Archive

Quotes

The Romans would never have found time to conquer the world if they had been obliged first to learn Latin. 

—Heinrich Heine, 1827

All that we know is nothing can be known. 

—Lord Byron, 1812

In large states public education will always be mediocre, for the same reason that in large kitchens the cooking is usually bad. 

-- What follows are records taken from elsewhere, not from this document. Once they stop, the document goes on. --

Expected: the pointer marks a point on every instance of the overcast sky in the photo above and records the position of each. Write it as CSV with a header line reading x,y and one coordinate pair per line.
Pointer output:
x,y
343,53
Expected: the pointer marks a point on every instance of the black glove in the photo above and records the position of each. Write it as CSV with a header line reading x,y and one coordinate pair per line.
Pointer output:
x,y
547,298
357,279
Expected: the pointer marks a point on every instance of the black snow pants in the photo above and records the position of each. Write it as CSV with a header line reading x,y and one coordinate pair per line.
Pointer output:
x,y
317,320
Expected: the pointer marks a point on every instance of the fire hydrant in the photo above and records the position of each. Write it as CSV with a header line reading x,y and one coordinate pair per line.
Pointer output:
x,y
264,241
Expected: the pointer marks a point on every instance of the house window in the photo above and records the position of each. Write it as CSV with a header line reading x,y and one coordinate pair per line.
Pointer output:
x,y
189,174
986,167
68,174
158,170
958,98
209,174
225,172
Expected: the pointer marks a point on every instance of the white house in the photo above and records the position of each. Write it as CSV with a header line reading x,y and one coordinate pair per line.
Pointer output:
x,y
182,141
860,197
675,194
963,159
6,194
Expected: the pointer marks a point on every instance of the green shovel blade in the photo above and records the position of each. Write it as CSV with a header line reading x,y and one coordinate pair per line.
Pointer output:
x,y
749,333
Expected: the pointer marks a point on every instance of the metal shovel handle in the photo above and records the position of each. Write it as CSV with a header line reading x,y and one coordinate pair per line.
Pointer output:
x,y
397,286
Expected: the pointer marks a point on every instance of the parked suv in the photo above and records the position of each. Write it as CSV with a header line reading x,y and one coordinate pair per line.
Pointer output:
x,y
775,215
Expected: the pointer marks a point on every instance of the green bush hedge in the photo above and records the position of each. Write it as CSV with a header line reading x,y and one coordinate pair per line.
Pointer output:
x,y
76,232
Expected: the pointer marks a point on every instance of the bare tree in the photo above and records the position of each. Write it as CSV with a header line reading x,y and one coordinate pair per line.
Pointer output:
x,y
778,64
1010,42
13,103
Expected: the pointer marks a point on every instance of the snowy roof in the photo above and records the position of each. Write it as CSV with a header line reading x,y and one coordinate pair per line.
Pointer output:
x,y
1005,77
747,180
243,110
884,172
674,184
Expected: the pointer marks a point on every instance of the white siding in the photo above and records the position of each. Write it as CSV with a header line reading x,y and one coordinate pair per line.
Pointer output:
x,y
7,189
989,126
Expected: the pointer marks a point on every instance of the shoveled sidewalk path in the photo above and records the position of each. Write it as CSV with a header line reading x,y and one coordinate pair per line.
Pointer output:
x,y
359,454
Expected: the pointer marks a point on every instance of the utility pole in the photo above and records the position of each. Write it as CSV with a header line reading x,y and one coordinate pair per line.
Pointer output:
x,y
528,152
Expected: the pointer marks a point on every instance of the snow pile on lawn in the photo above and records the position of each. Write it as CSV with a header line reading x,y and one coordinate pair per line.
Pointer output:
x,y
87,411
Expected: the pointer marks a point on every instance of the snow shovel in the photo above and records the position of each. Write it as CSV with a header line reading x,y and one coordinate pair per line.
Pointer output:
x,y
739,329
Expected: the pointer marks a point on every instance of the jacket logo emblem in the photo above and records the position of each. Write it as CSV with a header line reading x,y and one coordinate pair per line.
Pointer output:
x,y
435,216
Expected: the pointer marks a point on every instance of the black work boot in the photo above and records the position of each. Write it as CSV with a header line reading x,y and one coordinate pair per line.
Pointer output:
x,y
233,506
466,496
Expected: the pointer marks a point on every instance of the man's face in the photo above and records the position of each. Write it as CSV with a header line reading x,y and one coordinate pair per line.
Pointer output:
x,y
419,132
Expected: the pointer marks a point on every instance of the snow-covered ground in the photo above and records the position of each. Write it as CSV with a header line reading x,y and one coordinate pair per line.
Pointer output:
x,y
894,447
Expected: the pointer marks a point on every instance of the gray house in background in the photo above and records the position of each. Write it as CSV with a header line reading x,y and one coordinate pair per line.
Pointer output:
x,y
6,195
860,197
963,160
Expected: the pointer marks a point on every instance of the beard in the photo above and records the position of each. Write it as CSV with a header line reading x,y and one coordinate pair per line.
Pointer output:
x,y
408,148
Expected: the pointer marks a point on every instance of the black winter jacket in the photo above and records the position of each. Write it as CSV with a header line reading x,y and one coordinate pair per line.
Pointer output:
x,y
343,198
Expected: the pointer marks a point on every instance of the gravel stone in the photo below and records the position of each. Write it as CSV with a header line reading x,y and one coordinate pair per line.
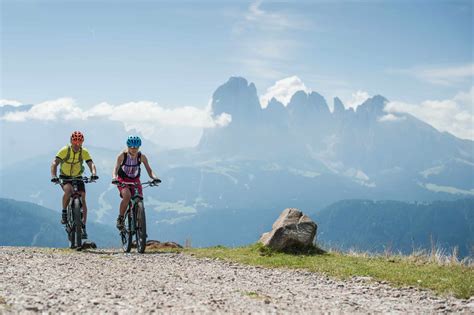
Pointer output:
x,y
109,281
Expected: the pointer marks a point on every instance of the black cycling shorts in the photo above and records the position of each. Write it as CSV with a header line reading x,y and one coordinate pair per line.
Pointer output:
x,y
80,185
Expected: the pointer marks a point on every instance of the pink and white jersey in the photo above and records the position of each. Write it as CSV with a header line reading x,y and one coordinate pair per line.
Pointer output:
x,y
131,166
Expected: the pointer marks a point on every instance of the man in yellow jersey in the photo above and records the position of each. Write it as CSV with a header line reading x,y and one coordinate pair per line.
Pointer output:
x,y
70,158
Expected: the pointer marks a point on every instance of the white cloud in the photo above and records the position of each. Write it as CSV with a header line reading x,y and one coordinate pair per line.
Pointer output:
x,y
145,117
356,99
440,75
391,117
265,42
4,102
455,115
283,90
63,108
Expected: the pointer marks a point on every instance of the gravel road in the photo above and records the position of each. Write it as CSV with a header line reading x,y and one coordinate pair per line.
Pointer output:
x,y
108,281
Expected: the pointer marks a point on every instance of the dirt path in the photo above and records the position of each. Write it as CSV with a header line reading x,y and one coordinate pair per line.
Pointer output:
x,y
58,280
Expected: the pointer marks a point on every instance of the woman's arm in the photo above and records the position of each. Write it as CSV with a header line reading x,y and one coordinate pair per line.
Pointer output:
x,y
148,168
117,165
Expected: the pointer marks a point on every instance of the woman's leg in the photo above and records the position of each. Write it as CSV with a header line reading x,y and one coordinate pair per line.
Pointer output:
x,y
126,196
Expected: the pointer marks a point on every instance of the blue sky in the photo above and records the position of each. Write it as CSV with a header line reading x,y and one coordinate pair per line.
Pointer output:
x,y
176,53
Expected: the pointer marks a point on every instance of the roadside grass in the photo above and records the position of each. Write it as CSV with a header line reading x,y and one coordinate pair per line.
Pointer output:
x,y
419,270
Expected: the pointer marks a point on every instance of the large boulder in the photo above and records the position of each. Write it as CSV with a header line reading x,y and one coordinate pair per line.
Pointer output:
x,y
290,231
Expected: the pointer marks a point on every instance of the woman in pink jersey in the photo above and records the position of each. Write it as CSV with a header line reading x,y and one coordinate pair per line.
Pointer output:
x,y
127,169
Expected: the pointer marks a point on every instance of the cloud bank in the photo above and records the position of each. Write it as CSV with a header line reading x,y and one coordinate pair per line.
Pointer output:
x,y
143,116
283,90
4,102
446,76
454,115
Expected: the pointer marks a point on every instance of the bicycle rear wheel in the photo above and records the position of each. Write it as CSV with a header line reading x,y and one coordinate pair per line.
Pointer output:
x,y
126,233
71,232
76,214
141,227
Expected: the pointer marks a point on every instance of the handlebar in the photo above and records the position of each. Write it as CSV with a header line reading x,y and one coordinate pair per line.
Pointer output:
x,y
83,179
149,183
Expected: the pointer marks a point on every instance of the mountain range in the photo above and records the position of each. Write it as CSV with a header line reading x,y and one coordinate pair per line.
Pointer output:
x,y
296,155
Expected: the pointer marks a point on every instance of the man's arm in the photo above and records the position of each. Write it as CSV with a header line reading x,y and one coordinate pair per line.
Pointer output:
x,y
91,165
54,167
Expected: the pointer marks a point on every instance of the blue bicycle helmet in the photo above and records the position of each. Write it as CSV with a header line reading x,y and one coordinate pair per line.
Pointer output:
x,y
134,141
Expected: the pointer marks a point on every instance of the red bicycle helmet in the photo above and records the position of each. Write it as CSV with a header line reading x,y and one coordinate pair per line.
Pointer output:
x,y
77,138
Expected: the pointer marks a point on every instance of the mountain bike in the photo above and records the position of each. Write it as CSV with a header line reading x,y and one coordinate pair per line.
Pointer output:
x,y
73,226
134,217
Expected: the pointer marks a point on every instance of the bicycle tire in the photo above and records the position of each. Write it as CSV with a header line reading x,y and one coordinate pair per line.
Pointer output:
x,y
126,233
76,213
141,227
71,233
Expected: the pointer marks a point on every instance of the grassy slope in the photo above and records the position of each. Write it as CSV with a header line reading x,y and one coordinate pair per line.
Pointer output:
x,y
455,279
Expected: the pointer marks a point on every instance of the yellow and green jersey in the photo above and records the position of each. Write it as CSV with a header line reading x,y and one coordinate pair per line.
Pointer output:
x,y
72,162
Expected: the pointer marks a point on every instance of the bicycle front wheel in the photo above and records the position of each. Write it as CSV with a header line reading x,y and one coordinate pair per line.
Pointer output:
x,y
141,227
126,233
76,214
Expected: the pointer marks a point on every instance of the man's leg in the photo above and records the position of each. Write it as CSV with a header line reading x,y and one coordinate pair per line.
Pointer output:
x,y
84,214
84,207
67,188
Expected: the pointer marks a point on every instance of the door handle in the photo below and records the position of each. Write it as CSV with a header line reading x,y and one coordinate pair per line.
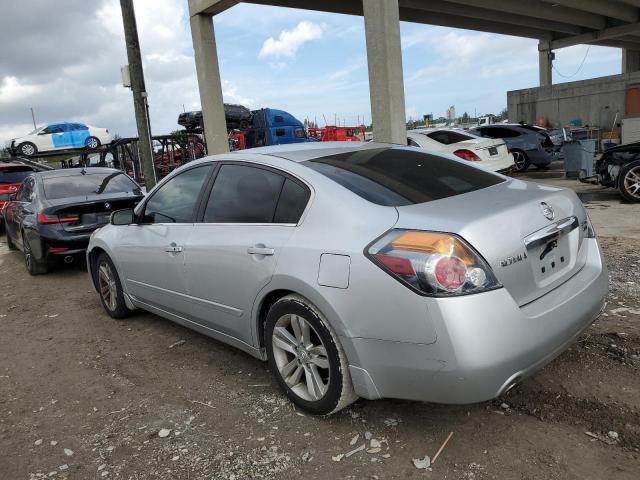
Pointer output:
x,y
260,250
173,248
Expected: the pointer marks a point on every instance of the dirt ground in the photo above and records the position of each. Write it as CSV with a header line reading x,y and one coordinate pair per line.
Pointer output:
x,y
83,396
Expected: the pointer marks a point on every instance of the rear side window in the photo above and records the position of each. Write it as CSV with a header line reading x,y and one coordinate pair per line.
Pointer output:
x,y
176,200
293,200
396,177
243,195
89,184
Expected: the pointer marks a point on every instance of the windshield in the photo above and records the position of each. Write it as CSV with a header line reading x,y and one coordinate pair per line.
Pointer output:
x,y
396,177
14,176
89,184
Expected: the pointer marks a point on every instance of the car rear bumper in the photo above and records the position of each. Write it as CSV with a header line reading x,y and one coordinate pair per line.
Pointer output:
x,y
52,242
485,344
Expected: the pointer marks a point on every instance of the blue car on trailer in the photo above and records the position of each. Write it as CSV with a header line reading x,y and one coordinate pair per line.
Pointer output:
x,y
274,127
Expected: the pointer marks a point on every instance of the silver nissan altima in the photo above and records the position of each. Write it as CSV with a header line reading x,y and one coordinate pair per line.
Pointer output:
x,y
360,270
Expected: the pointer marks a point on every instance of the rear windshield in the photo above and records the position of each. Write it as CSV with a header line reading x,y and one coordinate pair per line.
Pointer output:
x,y
89,184
14,175
396,177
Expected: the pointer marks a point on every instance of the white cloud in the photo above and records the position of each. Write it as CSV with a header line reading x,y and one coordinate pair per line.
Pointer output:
x,y
230,95
290,41
11,90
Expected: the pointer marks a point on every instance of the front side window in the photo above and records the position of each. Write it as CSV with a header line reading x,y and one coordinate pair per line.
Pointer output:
x,y
177,200
396,177
244,194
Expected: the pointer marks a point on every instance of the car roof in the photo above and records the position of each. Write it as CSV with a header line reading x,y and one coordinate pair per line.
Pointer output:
x,y
12,165
69,172
300,152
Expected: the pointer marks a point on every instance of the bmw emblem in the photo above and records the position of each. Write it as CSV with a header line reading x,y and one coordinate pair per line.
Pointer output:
x,y
547,211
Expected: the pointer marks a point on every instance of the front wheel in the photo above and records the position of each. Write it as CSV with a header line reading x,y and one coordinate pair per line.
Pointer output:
x,y
306,357
521,161
27,149
629,181
92,143
110,288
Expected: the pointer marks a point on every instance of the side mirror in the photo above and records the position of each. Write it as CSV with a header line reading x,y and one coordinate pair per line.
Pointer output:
x,y
122,217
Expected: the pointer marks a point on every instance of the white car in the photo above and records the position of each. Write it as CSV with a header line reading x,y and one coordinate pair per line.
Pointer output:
x,y
60,136
491,154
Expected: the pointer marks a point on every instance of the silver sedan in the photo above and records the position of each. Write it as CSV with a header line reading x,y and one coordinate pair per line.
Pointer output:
x,y
360,270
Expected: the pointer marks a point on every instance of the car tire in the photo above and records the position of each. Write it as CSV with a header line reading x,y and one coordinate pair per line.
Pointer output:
x,y
629,181
92,143
33,266
10,244
521,161
109,288
27,149
300,342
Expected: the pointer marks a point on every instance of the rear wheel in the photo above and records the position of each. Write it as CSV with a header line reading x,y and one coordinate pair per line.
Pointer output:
x,y
521,161
629,181
10,244
33,265
306,357
110,288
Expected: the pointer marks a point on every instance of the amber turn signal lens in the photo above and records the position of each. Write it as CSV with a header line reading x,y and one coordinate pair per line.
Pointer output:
x,y
433,242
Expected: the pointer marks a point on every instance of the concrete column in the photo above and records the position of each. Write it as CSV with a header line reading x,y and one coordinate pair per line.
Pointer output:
x,y
630,60
209,83
545,59
384,56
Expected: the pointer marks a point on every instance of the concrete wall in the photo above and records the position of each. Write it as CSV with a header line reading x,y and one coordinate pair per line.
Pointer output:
x,y
595,101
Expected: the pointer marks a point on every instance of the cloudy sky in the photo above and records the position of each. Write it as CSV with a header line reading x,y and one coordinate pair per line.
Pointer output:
x,y
63,58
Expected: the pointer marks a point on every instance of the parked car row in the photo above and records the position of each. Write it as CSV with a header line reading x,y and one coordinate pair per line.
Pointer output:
x,y
52,214
283,251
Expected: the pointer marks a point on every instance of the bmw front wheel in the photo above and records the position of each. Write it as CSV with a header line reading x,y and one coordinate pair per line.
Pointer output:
x,y
306,357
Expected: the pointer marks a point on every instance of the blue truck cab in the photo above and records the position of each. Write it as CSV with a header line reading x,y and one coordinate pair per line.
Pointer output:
x,y
274,127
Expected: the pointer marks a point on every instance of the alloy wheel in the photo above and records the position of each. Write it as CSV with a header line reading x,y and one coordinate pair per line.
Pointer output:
x,y
631,182
520,161
301,357
107,285
28,150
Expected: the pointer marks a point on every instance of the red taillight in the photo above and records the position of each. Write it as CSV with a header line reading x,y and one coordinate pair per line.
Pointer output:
x,y
432,263
466,155
44,219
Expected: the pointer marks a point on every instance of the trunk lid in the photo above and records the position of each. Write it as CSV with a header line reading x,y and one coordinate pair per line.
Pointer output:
x,y
486,149
529,253
92,212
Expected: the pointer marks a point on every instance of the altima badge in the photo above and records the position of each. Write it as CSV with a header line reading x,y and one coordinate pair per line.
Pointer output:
x,y
547,211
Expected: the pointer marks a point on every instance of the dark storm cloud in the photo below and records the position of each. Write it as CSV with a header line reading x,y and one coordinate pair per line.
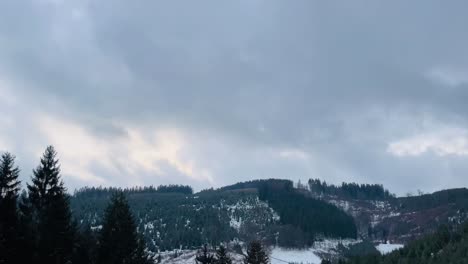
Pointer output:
x,y
357,91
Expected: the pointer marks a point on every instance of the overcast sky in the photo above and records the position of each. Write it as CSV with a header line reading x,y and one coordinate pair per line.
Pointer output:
x,y
210,93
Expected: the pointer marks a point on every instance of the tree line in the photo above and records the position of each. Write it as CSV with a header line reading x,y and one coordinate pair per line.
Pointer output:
x,y
350,190
36,225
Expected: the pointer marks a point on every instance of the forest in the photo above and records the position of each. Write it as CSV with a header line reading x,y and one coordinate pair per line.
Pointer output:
x,y
45,224
37,225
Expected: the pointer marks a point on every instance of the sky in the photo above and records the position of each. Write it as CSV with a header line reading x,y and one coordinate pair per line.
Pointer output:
x,y
210,93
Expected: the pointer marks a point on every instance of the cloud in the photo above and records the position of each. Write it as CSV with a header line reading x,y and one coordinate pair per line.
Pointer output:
x,y
441,143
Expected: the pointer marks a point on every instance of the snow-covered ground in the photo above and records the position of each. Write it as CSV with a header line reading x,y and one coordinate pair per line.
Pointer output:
x,y
387,248
282,256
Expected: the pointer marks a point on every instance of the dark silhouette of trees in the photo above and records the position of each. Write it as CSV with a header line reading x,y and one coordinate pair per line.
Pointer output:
x,y
222,256
119,242
9,189
256,254
204,257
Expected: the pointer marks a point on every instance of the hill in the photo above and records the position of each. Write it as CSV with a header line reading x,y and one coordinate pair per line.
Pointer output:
x,y
270,210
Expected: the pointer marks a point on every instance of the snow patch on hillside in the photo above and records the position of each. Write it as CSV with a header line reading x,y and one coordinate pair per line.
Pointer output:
x,y
387,248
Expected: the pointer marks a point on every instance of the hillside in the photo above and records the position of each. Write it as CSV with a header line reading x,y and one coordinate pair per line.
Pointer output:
x,y
446,245
382,216
270,210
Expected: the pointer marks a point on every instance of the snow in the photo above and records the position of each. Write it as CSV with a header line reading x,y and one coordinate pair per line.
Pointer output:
x,y
387,248
281,256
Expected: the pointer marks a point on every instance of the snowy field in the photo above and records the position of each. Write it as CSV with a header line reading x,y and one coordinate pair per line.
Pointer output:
x,y
282,256
387,248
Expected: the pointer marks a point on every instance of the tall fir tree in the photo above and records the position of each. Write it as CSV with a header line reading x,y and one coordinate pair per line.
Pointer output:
x,y
119,242
9,189
51,213
256,254
204,257
222,256
26,233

—Friedrich Nietzsche, 1878

Knowledge is an ancient error reflecting on its youth. 

—Francis Picabia, 1949

Rewards and punishment are the lowest form of education.

—Zhuangzi, c. 286 BC

I am an old scholar, better-looking now than when I was young. That’s what sitting on your ass does to your face.

—Leonard Cohen, 1970

I wonder whether if I had an education I should have been more or less a fool than I am. 

—Alice James, 1889

Education is a weapon whose effects depend on who holds it in his hands and at whom it is aimed.

—Joseph Stalin, 1934

If the heavens were all parchment, and the trees of the forest all pens, and every human being were a scribe, it would still be impossible to record all that I have learned from my teachers.

—Jochanan ben Zakkai, c. 75

Real education must ultimately be limited to men who insist on knowing—the rest is mere sheep herding.

—Ezra Pound, 1934

The period of a [Persian] boy’s education is between the ages of five and twenty, and he is taught three things only: to ride, to use the bow, and to speak the truth.

—Herodotus, c. 440 BC

My own experience is that a certain kind of genius among students is best brought out in bed.

—Allen Ginsberg, 1981

The Founding Fathers in their wisdom decided that children were an unnatural strain on parents. So they provided jails called schools, equipped with tortures called an education. School is where you go between when your parents can’t take you and industry can’t take you.